The system went through a design review with the Navy in March, Shelton said, and that by the end of the year Lockheed will start systems integration at their Moorestown, New Jersey, campus. Lockheed expects to complete integration by mid-2020.
With the progress on HELIOS, the Navy is getting closer to fielding a laser that could help it knock down Chinese and Russian anti-ship cruise missiles at very close ranges, said Bryan Clark, a retired submarine officer and analyst with the Center for Strategic and Budgetary Assessments.
“There is a viable path right now, with the DoD’s laser tech maturation program, to get to a 1-megawatt laser that can fit on a ship,” Clark said. “So once you get past 500 kilowatts, you start getting to a laser that can take down incoming cruise missiles — even supersonic ones.”
There are ongoing studies to see just how far the Navy could take laser technology in defeating even hypersonic threats in the future, Clark said, but getting lasers on ships isn’t a matter of if, but rather when.
“The laser being able to shoot down cruise missiles: That will happen,” he said. “There’s not a particular technical challenge with that. It’s about developing a laser with the form factor that will fit on a ship and a ship with the power capacity to power it. That’s a doable proposition.”
Bending the cost curve
The requirement for the laser stems from the proliferation of high-tech, anti-ship cruise missiles that travel at ever-increasing speeds with greater degrees of sophistication. Old Aegis doctrine called for ships to shoot two anti-air missiles at an incoming threat, look to see if it the first salvos were effective, then shoot again if need be. Ideally, an incoming missile wouldn’t get within 100 miles of its intended target.
But the U.S. believes China and Russia are developing tactics and systems to force ships to expend all their missiles against an incoming salvo, and they might accomplish this by firing more missiles than the ships can shoot down — a saturation attack designed to leave the ships helpless after a certain number of salvos.
Defending against saturation attacks with other missiles is not only something that can be defeated by firing more missiles than the ships can defend against — it’s also mindlessly expensive.
The goal of lasers is to start to make those kinds of attacks cost more for an adversary to launch than it costs the Navy to defend against. There is also the practical benefit of having an inexhaustible supply of ammunition, so long as the power is running to the weapon.
But there are still issues to work out, Clark said.

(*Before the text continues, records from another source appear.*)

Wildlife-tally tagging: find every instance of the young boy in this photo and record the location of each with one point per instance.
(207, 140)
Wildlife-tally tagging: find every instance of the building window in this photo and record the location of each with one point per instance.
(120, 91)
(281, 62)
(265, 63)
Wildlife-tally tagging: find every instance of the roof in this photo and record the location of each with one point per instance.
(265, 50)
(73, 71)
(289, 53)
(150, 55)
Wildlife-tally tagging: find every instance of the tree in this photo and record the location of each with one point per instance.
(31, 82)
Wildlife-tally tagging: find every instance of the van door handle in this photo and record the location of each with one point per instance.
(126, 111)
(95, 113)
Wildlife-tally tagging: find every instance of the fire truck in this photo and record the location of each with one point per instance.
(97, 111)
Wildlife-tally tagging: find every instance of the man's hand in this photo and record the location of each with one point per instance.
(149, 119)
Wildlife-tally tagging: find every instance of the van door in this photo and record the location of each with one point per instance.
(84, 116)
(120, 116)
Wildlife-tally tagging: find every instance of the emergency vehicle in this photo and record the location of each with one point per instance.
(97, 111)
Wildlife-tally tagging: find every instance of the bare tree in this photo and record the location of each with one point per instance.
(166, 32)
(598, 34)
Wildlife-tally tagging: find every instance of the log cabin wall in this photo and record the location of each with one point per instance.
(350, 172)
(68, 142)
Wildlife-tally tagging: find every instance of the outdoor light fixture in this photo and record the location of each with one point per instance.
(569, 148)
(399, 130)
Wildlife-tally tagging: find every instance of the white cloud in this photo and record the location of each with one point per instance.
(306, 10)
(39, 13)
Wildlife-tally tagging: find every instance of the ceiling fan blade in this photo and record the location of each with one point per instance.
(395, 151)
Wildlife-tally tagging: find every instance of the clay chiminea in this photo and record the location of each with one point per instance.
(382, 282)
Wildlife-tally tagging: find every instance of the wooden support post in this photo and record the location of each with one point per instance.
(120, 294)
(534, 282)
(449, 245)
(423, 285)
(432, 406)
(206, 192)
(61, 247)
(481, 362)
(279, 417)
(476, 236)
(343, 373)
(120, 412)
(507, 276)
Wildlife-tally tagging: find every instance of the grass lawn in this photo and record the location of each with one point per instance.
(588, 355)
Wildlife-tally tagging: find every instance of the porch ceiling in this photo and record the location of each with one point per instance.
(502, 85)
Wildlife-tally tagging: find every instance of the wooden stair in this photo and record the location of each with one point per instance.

“If you have directed energy, it’s ‘shoot until you think you’ve killed the thing you are shooting at and then move onto the next target,’ ” he said. “And that gets back to ‘what’s the requirement for the power.’ Because even with a 1-megawatt laser, you still have [a] finite amount of time you have to engage every target. And your one laser can only do one thing at a time.”
That means that even with lasers on ships, missiles for shooting down missiles will remain necessary for the foreseeable future.
“If you have a salvo coming in, it will hit some number of them, but a lot depends of their geometry, how good a shot you get at them, how the threats are spaced, how far away they are," Clark said. "The laser can get maybe two, three, five or six of them, then they are on you. So you have to have some kinetic weapons, as well, to fill the gap.”
David B. Larter was the naval warfare reporter for Defense News.